OPC or One Person Company was introduced in India to encourage entrepreneurship and to make it easier for individuals to start their own businesses. OPC have a number of advantages over other types of business structures, such as Sole Proprietorships and partnerships. OPC offer limited liability protection to the owner, which means that the owner’s personal assets are not at risk in case the company runs into financial trouble.

OPC are also separate legal entities from their owners, which means that they can enter into contracts, borrow money, and sue and be sued in their own name. In addition, OPC are relatively easy to set up and maintain. The requirements for incorporating an OPC are simple and the compliance requirements are less stringent than those for other types of companies.

What are the requirements of One Person Company in India?

There are variours requirements of One Person Company to incorportate in India. Major ones are listed here.

  • Eligibility
    • Only a natural person who is an Indian citizen and resident in India can incorporate an OPC.
    • The person must be at least 18 years of age and must not be disqualified from being a director under the Companies Act, 2013.
  • Minimum authorized Capital
    • The minimum authorized capital for an OPC is INR 1 lakh.
  • Nominee
    • The OPC must appoint a nominee, who will become the member of the company in the event of the death or incapacity of the sole member.
    • The nominee must be a natural person who is an Indian citizen and resident in India.

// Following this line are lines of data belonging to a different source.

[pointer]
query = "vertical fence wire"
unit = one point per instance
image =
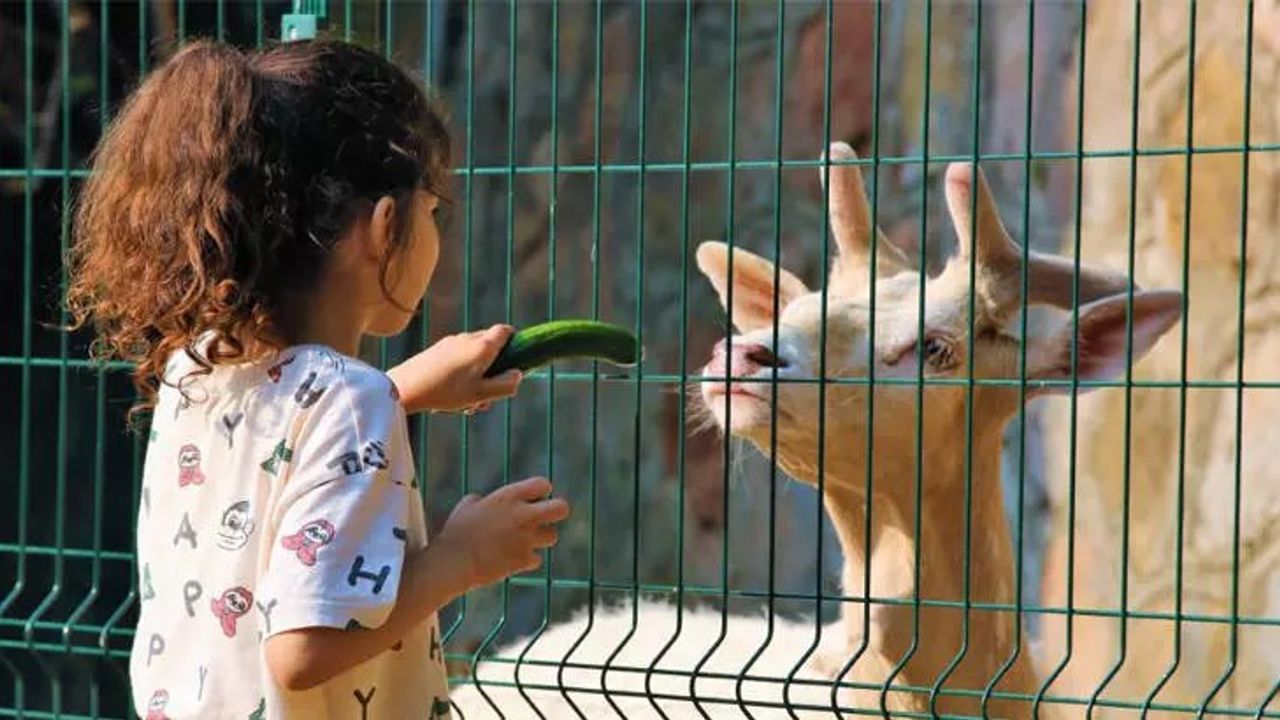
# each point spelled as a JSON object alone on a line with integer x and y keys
{"x": 682, "y": 350}
{"x": 771, "y": 561}
{"x": 553, "y": 201}
{"x": 1180, "y": 502}
{"x": 1072, "y": 474}
{"x": 467, "y": 229}
{"x": 727, "y": 455}
{"x": 1247, "y": 112}
{"x": 638, "y": 388}
{"x": 593, "y": 452}
{"x": 918, "y": 449}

Which are the provision of law governing OPC?

OPC are governed by the Companies Act of 2013. Some of the key provisions relating to OPC are as follows:

  • Section 2(62) of the Companies Act defines an OPC as a company which has only one person as a member.
  • Section 3 of the Companies Act states that an OPC is also a Private Limited Company. This means that OPC are subject to all the provisions of the Companies Act that apply to Private Limited companies, except for those provisions that are specifically exempted for OPC.
Provision of the Companies Act, 2013
  • Section 138 of the Companies Act exempts OPC from the requirement to have a minimum of two directors. However, the OPC must appoint a nominee, who will become a director of the company in the event of the death or incapacity of the sole director.
  • Section 149(6) of the Companies Act exempts OPC from the requirement to have an annual general meeting. However, the OPC must hold a board meeting at least once in a calendar year.

What are the documents required to form OPC?

1. Documents needed from Director or shareholder or Nominee

  • Identity Proof of the applying person
  • Permanent Account Number (PAN) card of the person
  • Aadhaar Card
  • Passport size Photo
  • Driving License
  • Voter Identity Card
  • Telephone Bill
  • Electricity Bill
  • Bank Statement of the person (applicant) with latest transactions

(Ensure that the bills and statements are within a 2 month time frame. All this documents must be self tested by the applicant)

OPC Registration Service in Hyderabad

2. Documents to be signed by the director of OPC

  • Consent requires to Act as Director, Form the DIR-2
  • Details required for DIN
  • After the DIN has allotted, the declaration of DIN is required

(This all must be signed by director of OPC)

3. Documents that are to be signed by Shareholder

  • Application of Digital Signature Certificate (DSC)
  • Affidavit by director and subscriber as per INC-9

4. Documents to be signed by shareholder’s nominee

  • Details and information of the nominee shareholder
  • From the INC-3 consent must be received by the nomination of shareholder
Documents required to form OPC

5. Documents required from Company or LLP or Trademark Owner

  • Formal authorisation required for the use of Name of the OPC or Trademark of OPC.

6. Registered Office Address

  • No-Objection letter must be provided by the Owner of Address for the purpose of using address as the Registered Office of the One Person Company.
  • Address Proof should be in the name of the owner of OPC.
  • Utility Bills like electricity bill, gas bill, water bill and telephone bill must be submitted. These bills should not be older than 2 months.

More about the documents required for OPC.

Other requirements

  • In addition to the above requirements,
    • OPC are also required to comply with all other applicable laws and regulations, such as the Income Tax Act, 1961 and the Goods and Services Tax Act, 2017.

Conclusion

In conclusion, OPCs in India offer a streamlined and advantageous business structure for solo entrepreneurs, providing limited liability protection and the benefits of a separate legal entity. Minimal requirements of One Person Company, such as a minimum authorized capital, eligibility criteria for the sole member, and the appointment of a nominee.

OPCs are designed to encourage entrepreneurship and ease of establishment. While governed, OPC must also adhere to other applicable laws and regulations, making them a viable option for individuals seeking a simplified and protected avenue for starting and managing their businesses.

FAQs
1. What are the requirements for OPC compliance?

File annual returns, financial statements, appoint an auditor, hold a board meeting, and maintain books of accounts.

2. What documents are required for OPC formation?

PAN and Aadhaar card of the sole member and nominee, registered office address proof, and proof of authorized capital.

3. Can a person who is already a director of another company incorporate an OPC?

Yes, a person who is already a director of another company can incorporate an OPC.

4. What are the consequences of not appointing a nominee for an OPC?

OPC will become a proprietorship firm upon the death or incapacity of the sole member.